Blackfriars
- Full name: Blackfriars Football Club
- Founded: 1876
- Dissolved: 1879
- Ground: Belvidere Park
- Secretary: Thomas D. Kirk
| Home colours |

= Blackfriars F.C. =

Former association football club in Scotland

Blackfriars Football Club was a 19th-century Scottish association football club based in Parkhead, in Glasgow.

==History==
The club was founded in 1876 and had 25 members in its first season, which made it one of the smallest clubs in the city.

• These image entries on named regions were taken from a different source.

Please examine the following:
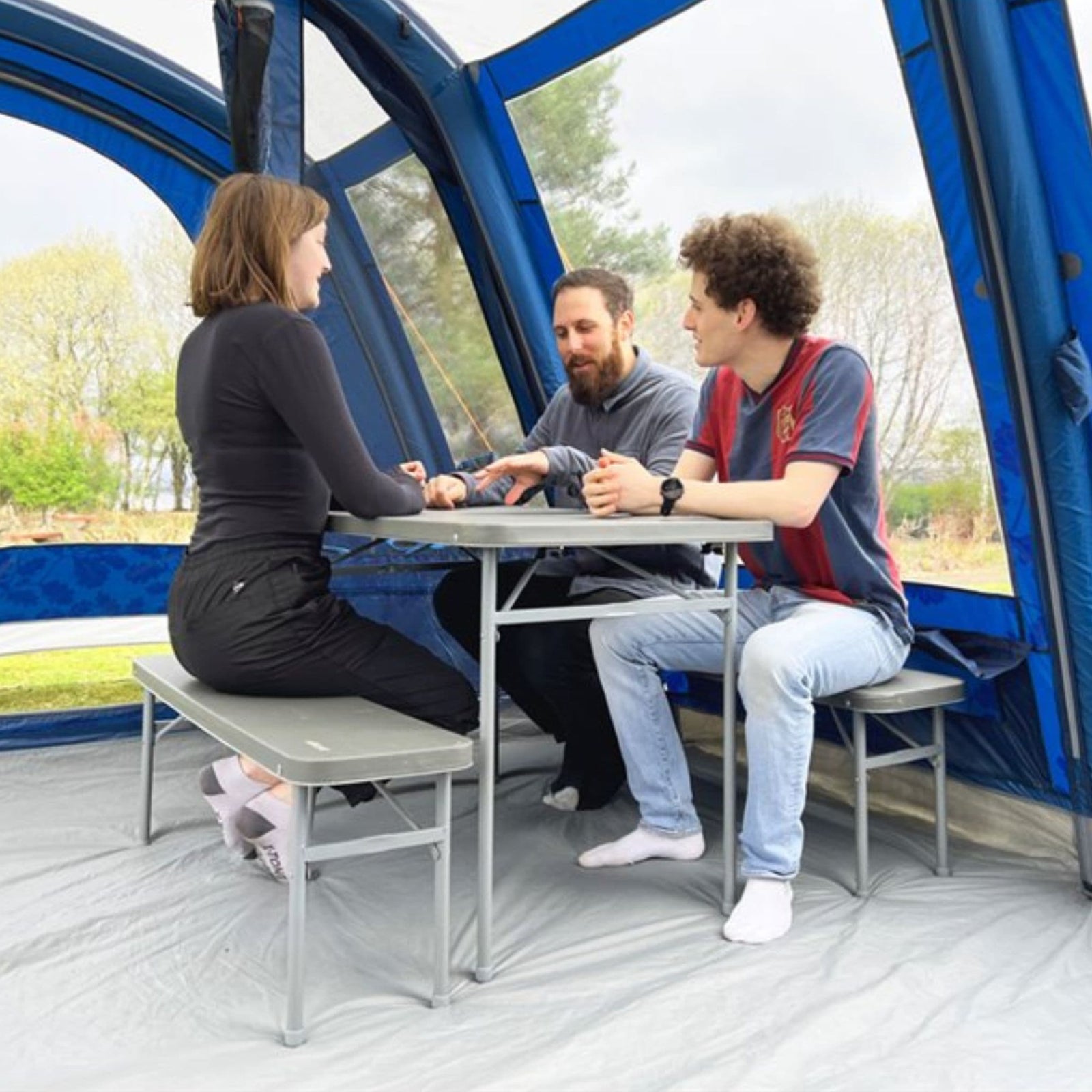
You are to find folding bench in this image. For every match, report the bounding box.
[816,668,965,895]
[133,655,473,1046]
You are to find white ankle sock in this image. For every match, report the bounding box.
[543,785,580,811]
[724,877,793,945]
[237,792,291,881]
[199,755,270,850]
[577,827,706,868]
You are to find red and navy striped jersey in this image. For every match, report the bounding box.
[686,336,913,640]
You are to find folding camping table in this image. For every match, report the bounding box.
[328,506,773,981]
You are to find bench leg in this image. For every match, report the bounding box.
[433,773,451,1009]
[283,785,315,1046]
[136,690,155,845]
[932,706,952,876]
[853,712,868,897]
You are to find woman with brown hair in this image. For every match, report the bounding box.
[167,175,477,879]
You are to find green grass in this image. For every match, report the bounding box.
[0,644,171,714]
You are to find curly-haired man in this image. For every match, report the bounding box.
[580,215,912,943]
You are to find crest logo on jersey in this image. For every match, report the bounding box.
[777,405,796,444]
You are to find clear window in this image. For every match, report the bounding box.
[348,157,523,460]
[0,119,193,544]
[509,0,1009,591]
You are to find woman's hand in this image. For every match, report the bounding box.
[399,459,428,485]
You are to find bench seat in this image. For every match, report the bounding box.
[133,655,474,1046]
[816,667,966,895]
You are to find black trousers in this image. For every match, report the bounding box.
[167,539,478,804]
[433,561,633,810]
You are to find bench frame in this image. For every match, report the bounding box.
[815,668,965,897]
[133,657,473,1046]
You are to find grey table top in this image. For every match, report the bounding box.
[326,504,773,547]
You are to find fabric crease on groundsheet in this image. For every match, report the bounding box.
[0,728,1092,1092]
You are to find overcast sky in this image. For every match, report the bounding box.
[6,0,1092,260]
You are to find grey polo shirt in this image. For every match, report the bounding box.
[460,348,712,597]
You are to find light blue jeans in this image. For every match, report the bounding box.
[591,588,910,879]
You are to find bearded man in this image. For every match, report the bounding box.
[425,269,712,811]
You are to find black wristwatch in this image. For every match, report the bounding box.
[659,478,684,515]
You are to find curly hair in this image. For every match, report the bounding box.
[679,213,822,337]
[190,173,330,318]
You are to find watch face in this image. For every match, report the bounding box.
[659,478,682,500]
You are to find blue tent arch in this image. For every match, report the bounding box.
[0,0,1092,890]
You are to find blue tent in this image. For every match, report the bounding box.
[6,0,1092,893]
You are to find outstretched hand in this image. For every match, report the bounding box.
[474,451,549,504]
[584,448,659,515]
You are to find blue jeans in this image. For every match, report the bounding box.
[591,588,910,879]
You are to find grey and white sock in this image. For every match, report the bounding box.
[198,755,270,856]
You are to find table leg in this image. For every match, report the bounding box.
[721,543,738,914]
[474,549,497,981]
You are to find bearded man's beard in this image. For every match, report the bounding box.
[564,334,624,406]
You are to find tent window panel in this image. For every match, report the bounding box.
[509,0,1009,592]
[348,156,523,460]
[304,22,388,160]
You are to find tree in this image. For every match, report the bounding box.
[0,418,115,522]
[121,214,197,512]
[349,59,670,459]
[0,235,134,424]
[788,198,970,493]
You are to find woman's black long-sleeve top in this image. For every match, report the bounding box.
[176,304,424,553]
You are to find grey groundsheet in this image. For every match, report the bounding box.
[0,728,1092,1092]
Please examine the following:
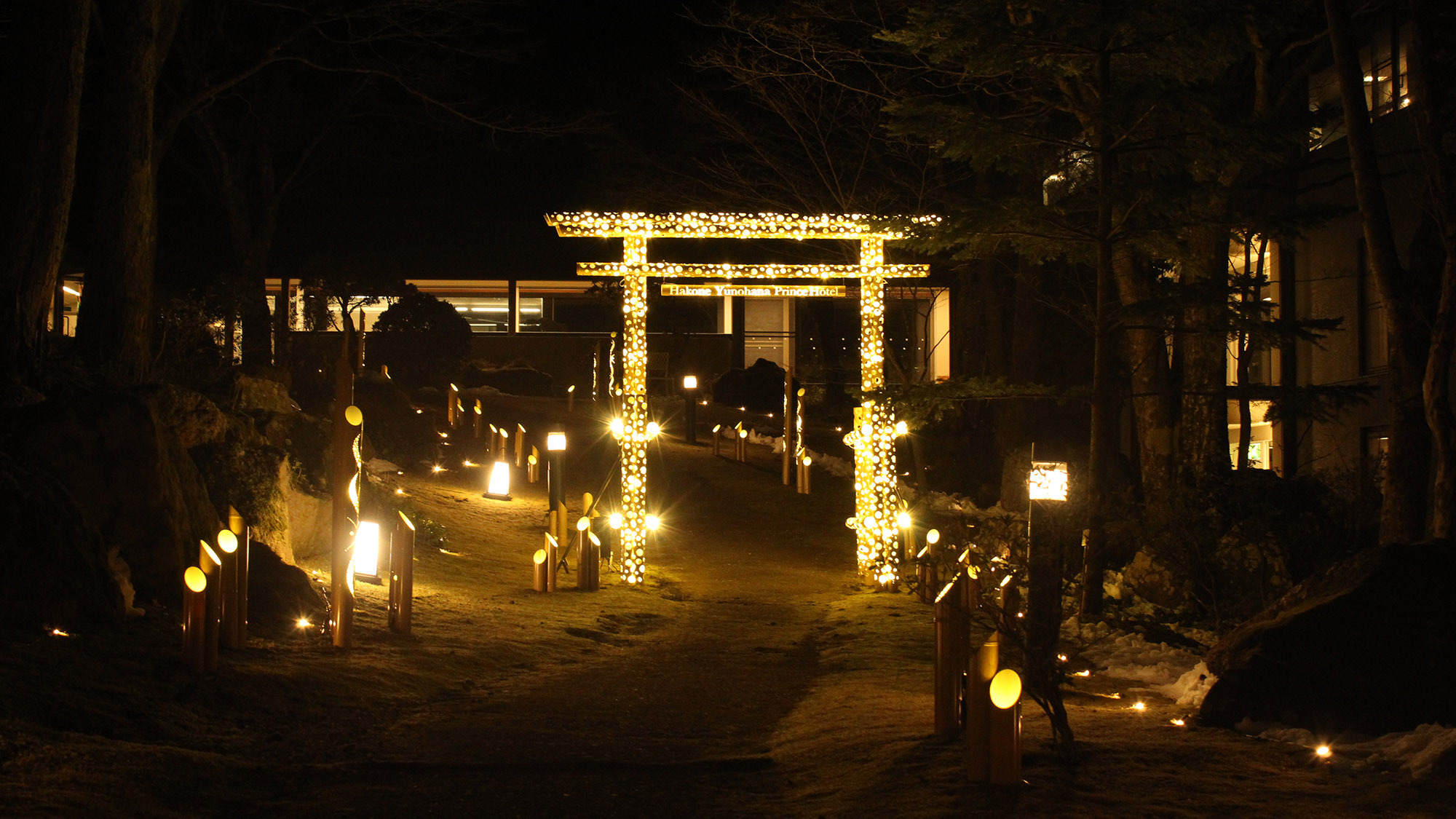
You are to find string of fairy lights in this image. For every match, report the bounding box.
[546,211,939,586]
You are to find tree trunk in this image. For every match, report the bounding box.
[0,0,92,383]
[1411,0,1456,538]
[77,0,185,380]
[1325,0,1430,544]
[1171,220,1229,490]
[1112,250,1178,503]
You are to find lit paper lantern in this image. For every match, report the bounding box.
[354,521,379,580]
[1026,461,1067,500]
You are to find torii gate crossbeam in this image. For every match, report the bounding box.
[546,211,939,586]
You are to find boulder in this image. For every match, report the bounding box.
[1200,541,1456,735]
[0,454,127,631]
[146,383,227,449]
[713,358,783,413]
[456,367,552,395]
[248,541,329,638]
[0,390,220,608]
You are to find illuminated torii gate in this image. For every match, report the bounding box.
[546,211,939,585]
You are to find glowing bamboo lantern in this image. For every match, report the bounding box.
[217,529,239,649]
[227,506,253,646]
[182,566,207,673]
[987,669,1021,786]
[965,631,1000,783]
[542,532,559,592]
[531,545,550,593]
[389,512,415,634]
[779,365,798,487]
[197,541,223,673]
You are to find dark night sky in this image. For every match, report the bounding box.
[163,0,718,288]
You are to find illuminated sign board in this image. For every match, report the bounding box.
[662,281,846,298]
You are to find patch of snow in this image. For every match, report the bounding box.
[1233,720,1456,780]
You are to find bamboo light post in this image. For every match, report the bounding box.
[542,532,561,592]
[531,545,550,593]
[227,506,253,646]
[577,516,601,592]
[986,669,1021,786]
[935,574,971,739]
[389,512,415,634]
[779,365,798,487]
[197,541,223,673]
[683,376,697,445]
[546,211,939,586]
[182,566,207,673]
[217,529,240,649]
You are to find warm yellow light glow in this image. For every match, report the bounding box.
[485,461,511,497]
[546,211,939,585]
[1026,461,1067,500]
[992,669,1021,711]
[352,521,379,577]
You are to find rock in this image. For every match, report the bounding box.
[1200,541,1456,735]
[0,454,127,633]
[248,541,329,638]
[713,358,783,413]
[229,373,298,414]
[147,383,227,449]
[280,484,333,563]
[456,367,552,395]
[0,390,221,608]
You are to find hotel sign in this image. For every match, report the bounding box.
[662,281,846,298]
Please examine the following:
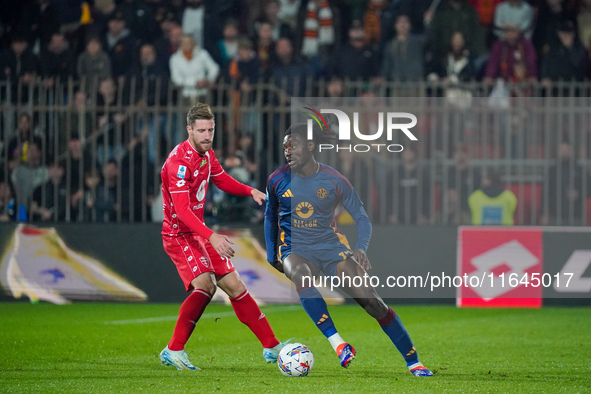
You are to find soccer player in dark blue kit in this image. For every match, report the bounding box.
[265,124,433,376]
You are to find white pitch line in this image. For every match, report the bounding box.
[105,305,302,325]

===Blackfriars Parish Church===

The club took its name from Blackfriars Parish Church, which was being built in Dennistoun at the time of formation, its parent church on the High Street having just been demolished. It became a member of the Scottish Football Association in September 1877.

Blackfriars entered the Scottish Cup three times. Its first entry, in 1877–78, was the only one with any profit, as the club walked over the now-defunct Hyde Park Loco Works in the first round, and got past the second round by drawing twice with Rovers. Both matches were at Belvidere Park, the first ending 2–2, and the latter 0–0; the Rovers dominated the replay all match, its goalkeeper only touching the ball twice. Under the rules of the competition at the time, both clubs went through to the third round of drawings.

By a strange happenstance, the clubs were then drawn together again, and, in the third tie at Belvidere, the game again ended in a draw, this time 1–1. At the fourth time of asking, and for the first time at Rovers' home, the Rovers won through 2–0; Lindsay (goalkeeper), McGowan, and Colin of the Blackfriars receiving particular praise.

The club's second entry in 1878–79 ended much more quickly, with a 7–0 home defeat to the John Elder works side. The final match recorded for the club was a 4–1 defeat at Caledonia of Thornliebank in March 1879; although the club had entered the 1879–80 Scottish Cup and been drawn at home to Rosslyn, the club had broken up before the tie could take place.

==Colours==
The club's colours were navy jerseys and white knickerbockers.

==Ground==

The club played at Belvidere Park, a 10-minute walk from Parkhead railway station.